A good way to ensure that you have a good understanding is to experiment. Enter the environmental parameters you usually shoot in, and perform a calculation for a range you have actual shooting data for, preferably for a target which is more than 500 yards distant.
Then change the station pressure figure to, say, 5 inches of mercury less than what you usually have. When the program performs the calculation, you should note a marked decrease in the calculated elevation.
Also experiment with getting your program to perform the conversion from barometric pressure to station pressure. If, for example, you put in a condition of barometric pressure of 29.85 at an altitude of 6000 feet, and compare that with the results of a calculation made using a station pressure of 23.85 at 6000 feet, you should see approximately the same results from the elevation calculation. If not, you’ve goofed.
Change the temperature and relative humidty separately, and ensure that the program is changing the output appropriately, remember than a higher temperature should result in a lower required elevation setting for a given shot, and that a higher relative humidity should also result in a lower required elevation setting.
Experiment, bearing in mind the difference between station pressure and barometric pressure, and you’ll figure it out.

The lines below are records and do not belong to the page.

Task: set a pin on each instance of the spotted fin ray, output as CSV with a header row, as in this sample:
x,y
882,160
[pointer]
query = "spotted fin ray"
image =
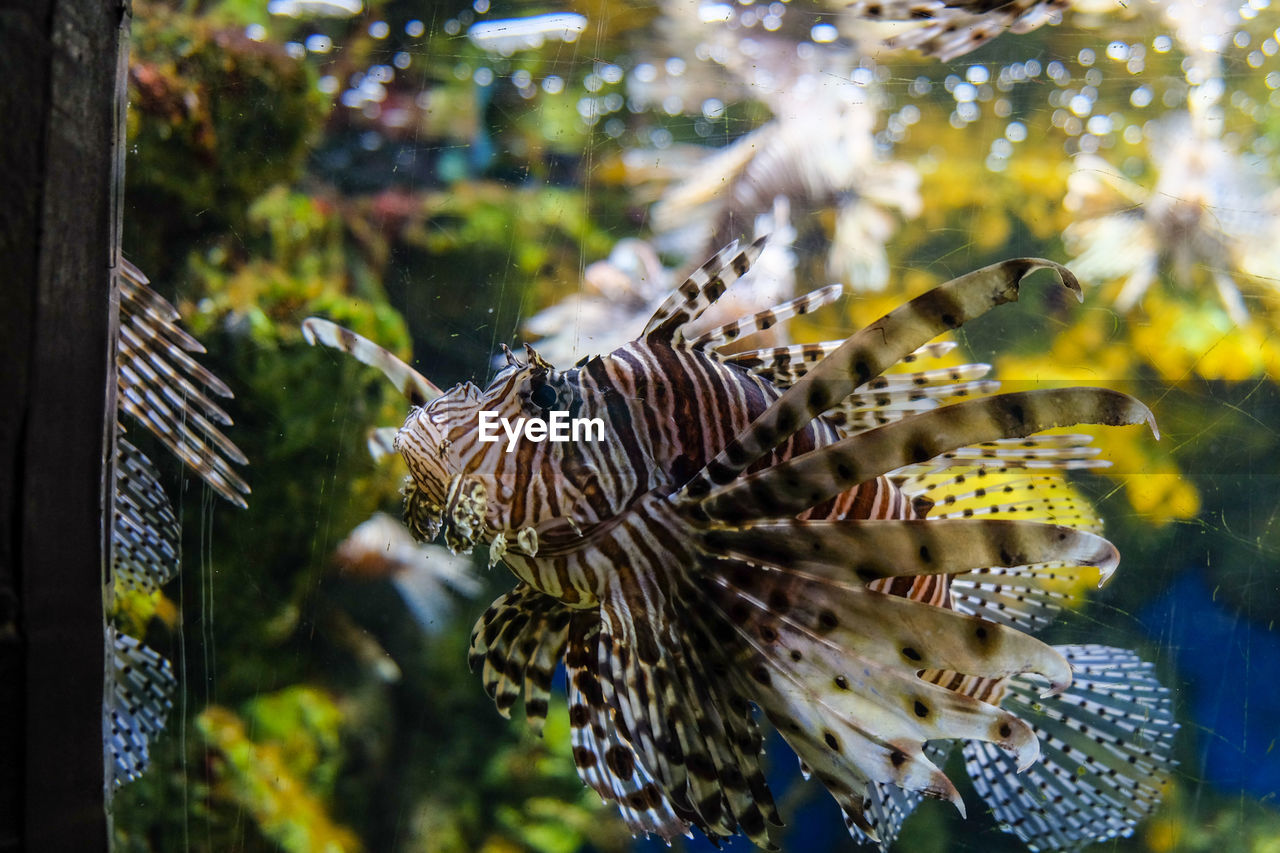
x,y
764,320
809,479
699,291
867,355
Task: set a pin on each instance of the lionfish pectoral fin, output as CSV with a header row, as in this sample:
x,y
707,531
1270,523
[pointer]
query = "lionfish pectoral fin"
x,y
888,806
867,355
606,758
146,538
516,644
1106,755
137,705
408,382
865,551
690,733
807,480
699,292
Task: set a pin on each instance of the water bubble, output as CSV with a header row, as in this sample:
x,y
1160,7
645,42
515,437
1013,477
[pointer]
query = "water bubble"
x,y
714,13
1118,51
1098,124
823,33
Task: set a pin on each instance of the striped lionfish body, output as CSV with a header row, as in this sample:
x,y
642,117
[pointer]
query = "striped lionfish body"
x,y
794,530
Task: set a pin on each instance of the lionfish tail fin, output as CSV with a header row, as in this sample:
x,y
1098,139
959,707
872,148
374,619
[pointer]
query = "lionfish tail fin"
x,y
415,387
699,292
865,356
1105,753
807,480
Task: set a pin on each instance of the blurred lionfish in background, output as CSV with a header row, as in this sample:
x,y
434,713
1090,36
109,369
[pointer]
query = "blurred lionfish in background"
x,y
858,550
168,392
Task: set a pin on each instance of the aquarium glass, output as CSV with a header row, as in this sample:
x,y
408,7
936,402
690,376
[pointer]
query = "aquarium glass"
x,y
448,178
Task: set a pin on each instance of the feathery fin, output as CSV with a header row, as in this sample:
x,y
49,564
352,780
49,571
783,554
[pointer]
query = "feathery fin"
x,y
812,478
864,356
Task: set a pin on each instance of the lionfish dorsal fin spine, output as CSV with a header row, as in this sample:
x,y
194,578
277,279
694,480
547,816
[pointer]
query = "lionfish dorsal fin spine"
x,y
699,291
864,356
767,319
415,387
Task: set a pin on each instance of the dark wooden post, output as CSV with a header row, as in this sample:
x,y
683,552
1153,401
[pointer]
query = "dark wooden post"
x,y
60,65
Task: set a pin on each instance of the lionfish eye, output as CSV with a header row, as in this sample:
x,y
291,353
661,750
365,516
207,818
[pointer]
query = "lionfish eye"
x,y
543,396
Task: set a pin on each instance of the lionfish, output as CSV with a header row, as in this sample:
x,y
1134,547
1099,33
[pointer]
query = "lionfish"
x,y
167,391
859,555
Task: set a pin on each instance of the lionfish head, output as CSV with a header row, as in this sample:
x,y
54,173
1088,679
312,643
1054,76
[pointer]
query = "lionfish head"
x,y
460,484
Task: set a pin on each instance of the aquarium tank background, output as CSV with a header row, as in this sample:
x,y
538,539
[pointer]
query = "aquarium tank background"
x,y
447,178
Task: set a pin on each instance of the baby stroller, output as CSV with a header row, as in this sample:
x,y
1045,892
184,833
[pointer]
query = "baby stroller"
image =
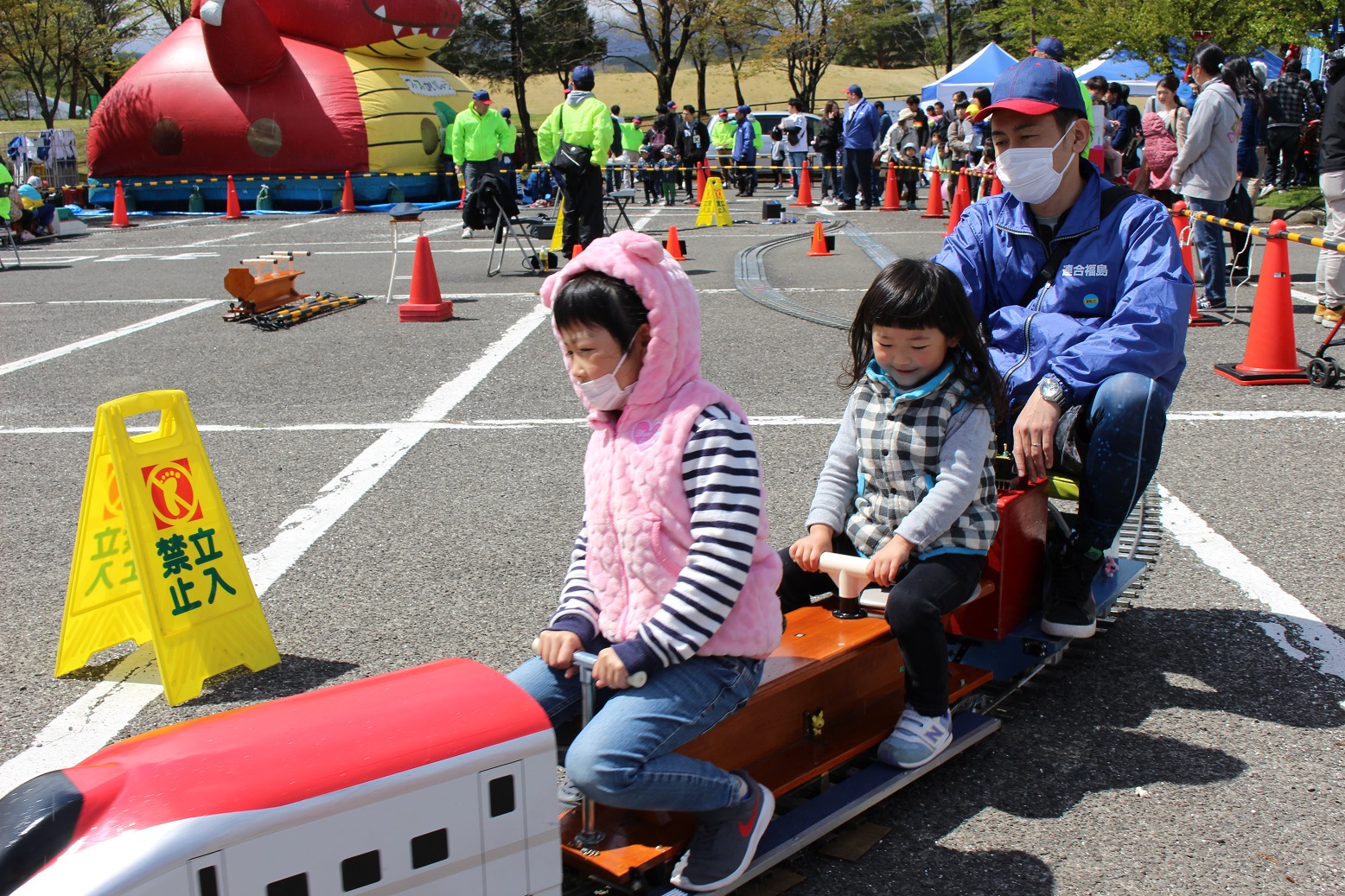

Remember this: the most accurate way to get any ballistic program to work is to have an instrument like a Kestrel or many watches which measures local atmospheric pressure, which we call the station pressure. Enter the station pressure, the temperature, and the relative humidity, and make sure that you're not using a program option to calculate the "standard atmosphere".
2. A change was made to reflect the fact that zero should be entered into the altitude field in Exbal when entering station pressure.